I went to the store alone and bought the ingredients for a beef Wellington—which was, everyone in my family at home agreed, the most mouthwatering, buttery, comforting, life-altering entrée in my very large repertoire—as well as vegetables for roasting and a bottle of real champagne from the actual French region of Champagne.

Also, I abandoned the doughnuts-for-dessert concept—trading it out for a snazzy lemon and rosemary tart, instead.

While the beef Wellington was in the oven, I dressed with a distinct getting ready for prom energy. I even googled a tutorial for an “Inside-Out Ponytail Updo” and tried to wrangle my hair into submission. I FaceTimed Sylvie so she could walk me through the process of putting on eye shadow—and voilà: three attempts later, I had eyes that were, both Sylvie and Salvador agreed, “at least ten percent sexier than usual.” The sandals were half a size too big, but it was fine. I wasn’t going hiking in them. And then, the dress: miles of voluminous, foliage-printed fabric from the empire waist down—and almost nothing from the string-bikini-style top up. The spaghetti straps held up two simple triangles and then crossed over a nakedly open back.

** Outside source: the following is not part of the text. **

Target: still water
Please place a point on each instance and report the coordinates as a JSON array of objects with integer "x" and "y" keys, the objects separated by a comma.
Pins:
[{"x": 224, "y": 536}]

Basically, the top would’ve been racy even on a Saint-Tropez beach, and the bottom was like I was wearing one of Maria von Trapp’s curtains—as a curtain.

But somehow it worked?

Did it feel soul-tinglingly vulnerable to wear a garment that left whole sections of my body exposed to the open air? It did. But was it also kind of a power move to be so fearless that I didn’t even need clothes?

Weirdly, yes.

Let’s just say it was a far cry from my strawberry hoodie.

Sylvie made me send a mirror selfie to our group chat—and when she saw it, she texted immediately back: That’s a life-ruiner.

Perfect. Exactly perfect.

I wasn’t trying to change Charlie’s mind about me.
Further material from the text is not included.